- The Washington Times - Tuesday, November 6, 2001

The Transportation Department cracked down on United Airlines yesterday for a security breach at Chicago's O'Hare International Airport in which a man carried knives and a stun gun past baggage screeners.
"I consider the O'Hare case a failure of dramatic dimensions," Transportation Secretary Norman Y. Mineta said. "I am recommending that the FAA begin enforcement actions, which could lead to a substantial fine against United Airlines. In addition, we are requiring United Airlines to conduct a retraining of all O'Hare screeners."
The four baggage screeners at O'Hare who allowed the man with the knives and stun gun past their security checkpoint Saturday were fired. Five others, including a supervisor, were suspended. They work for Atlanta-based Argenbreit Security Inc., the nation's largest contractor for airline security.

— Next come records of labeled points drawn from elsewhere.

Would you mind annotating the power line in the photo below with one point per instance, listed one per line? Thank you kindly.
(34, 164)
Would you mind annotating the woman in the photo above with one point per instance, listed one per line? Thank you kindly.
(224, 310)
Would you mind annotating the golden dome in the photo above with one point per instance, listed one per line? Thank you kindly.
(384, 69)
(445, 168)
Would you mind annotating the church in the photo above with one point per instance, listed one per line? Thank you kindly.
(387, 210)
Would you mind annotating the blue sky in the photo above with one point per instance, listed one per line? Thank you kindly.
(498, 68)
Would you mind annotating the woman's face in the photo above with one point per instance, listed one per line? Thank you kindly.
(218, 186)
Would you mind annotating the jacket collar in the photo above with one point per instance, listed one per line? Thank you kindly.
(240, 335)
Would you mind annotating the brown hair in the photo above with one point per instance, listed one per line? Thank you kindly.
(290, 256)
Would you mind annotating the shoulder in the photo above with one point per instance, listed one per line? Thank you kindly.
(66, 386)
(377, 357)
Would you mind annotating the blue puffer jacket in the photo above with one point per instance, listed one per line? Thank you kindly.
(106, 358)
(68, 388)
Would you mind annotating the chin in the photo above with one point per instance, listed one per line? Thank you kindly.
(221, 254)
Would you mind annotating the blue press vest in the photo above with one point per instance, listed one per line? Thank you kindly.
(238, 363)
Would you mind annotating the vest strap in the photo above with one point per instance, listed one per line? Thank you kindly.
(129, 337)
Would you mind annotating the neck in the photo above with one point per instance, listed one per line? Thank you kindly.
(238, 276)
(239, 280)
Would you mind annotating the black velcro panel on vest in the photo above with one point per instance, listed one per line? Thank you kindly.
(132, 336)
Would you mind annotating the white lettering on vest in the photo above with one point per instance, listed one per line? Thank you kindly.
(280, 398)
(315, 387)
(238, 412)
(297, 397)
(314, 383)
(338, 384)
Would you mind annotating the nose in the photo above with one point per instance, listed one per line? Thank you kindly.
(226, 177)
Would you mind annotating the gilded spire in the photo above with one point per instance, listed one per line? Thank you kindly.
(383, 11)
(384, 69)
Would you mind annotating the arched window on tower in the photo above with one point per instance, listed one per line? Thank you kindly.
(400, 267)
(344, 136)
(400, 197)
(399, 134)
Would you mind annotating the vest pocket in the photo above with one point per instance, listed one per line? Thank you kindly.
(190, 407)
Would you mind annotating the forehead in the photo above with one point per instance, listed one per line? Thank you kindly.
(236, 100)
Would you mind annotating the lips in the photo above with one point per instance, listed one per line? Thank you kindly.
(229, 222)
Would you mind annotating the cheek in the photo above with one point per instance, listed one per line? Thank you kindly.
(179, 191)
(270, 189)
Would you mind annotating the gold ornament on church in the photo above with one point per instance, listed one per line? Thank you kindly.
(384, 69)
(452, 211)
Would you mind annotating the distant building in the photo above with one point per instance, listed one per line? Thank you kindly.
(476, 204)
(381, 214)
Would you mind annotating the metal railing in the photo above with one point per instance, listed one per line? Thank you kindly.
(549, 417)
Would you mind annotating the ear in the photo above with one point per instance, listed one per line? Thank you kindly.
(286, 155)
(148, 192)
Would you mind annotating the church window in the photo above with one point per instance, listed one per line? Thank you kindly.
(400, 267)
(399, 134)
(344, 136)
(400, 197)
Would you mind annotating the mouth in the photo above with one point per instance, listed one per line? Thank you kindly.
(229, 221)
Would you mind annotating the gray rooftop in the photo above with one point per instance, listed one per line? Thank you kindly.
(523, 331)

Subash Gurung, a 27-year-old native of Nepal, was found to be carrying two pocket knives during a search of passengers. A second search of his baggage, after screeners already cleared his luggage through an X-ray machine, revealed additional knives, a stun gun and a spray can of Mace.

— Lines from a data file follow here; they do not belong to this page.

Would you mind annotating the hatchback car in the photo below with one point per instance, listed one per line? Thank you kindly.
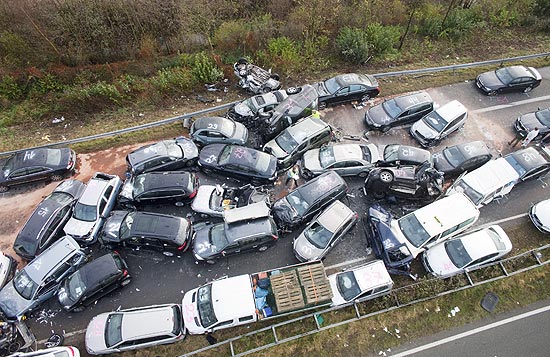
(46, 222)
(151, 187)
(397, 111)
(156, 231)
(509, 79)
(92, 281)
(240, 162)
(466, 252)
(36, 165)
(93, 207)
(437, 125)
(165, 155)
(345, 88)
(211, 130)
(305, 201)
(41, 278)
(345, 159)
(454, 160)
(324, 232)
(292, 142)
(135, 328)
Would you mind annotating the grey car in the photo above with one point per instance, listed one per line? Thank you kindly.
(41, 278)
(211, 130)
(345, 159)
(324, 232)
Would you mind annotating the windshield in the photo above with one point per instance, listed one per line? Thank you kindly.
(84, 212)
(347, 285)
(326, 156)
(318, 235)
(286, 142)
(113, 330)
(457, 253)
(413, 230)
(24, 285)
(206, 310)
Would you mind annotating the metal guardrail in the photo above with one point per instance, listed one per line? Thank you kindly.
(394, 297)
(228, 105)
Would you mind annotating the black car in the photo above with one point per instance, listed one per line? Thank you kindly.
(156, 231)
(509, 79)
(306, 200)
(92, 281)
(165, 155)
(150, 187)
(398, 111)
(397, 154)
(240, 162)
(46, 222)
(454, 160)
(408, 182)
(345, 88)
(36, 165)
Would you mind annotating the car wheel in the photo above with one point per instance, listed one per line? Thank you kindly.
(386, 176)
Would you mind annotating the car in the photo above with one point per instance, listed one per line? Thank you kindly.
(292, 142)
(249, 228)
(397, 111)
(440, 123)
(345, 88)
(305, 201)
(46, 222)
(456, 159)
(240, 162)
(345, 159)
(324, 232)
(397, 154)
(41, 278)
(211, 130)
(539, 119)
(250, 110)
(156, 231)
(151, 187)
(361, 283)
(213, 200)
(540, 215)
(254, 78)
(509, 79)
(93, 207)
(92, 281)
(36, 165)
(466, 252)
(409, 182)
(134, 328)
(288, 112)
(165, 155)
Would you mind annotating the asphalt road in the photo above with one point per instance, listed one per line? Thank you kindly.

The man was arrested before he could board a flight in Omaha, Neb., and was charged with weapons violations. In a television interview, he called the incident a misunderstanding. He said he carried the knives and stun gun because he lived alone and was concerned for his safety.
United Airlines officials denied there was a threat to its passengers.
"No weapon was carried on board as a result of aggressive and effective work by United's own employees," said Jack Creighton, United's chief executive officer.
He also said the airline was reviewing its security procedures to prevent further incidents.
"United has engaged outside auditors to monitor its security vendors," Mr. Creighton said. "In addition, United will have an increased presence at O'Hare's security checkpoints with immediate effect."
However, Mr. Mineta was unwilling to overlook the incident.
"These failures are evidence to me that the airlines are still not making the necessary investment in security," Mr. Mineta said. "Imagine if pilots got lost and engines wouldn't start. The airlines would take immediate action. I want them to commit the same resources and place the same importance on the security of their passengers."
He plans to meet with airline executives next week to reinforce his position on the importance of security following the September 11 attack on America. Last week, he announced a "zero tolerance" policy against security lapses and pledged swift action against offending airlines.
"When I say zero tolerance, that means zero tolerance," Mr. Mineta said yesterday.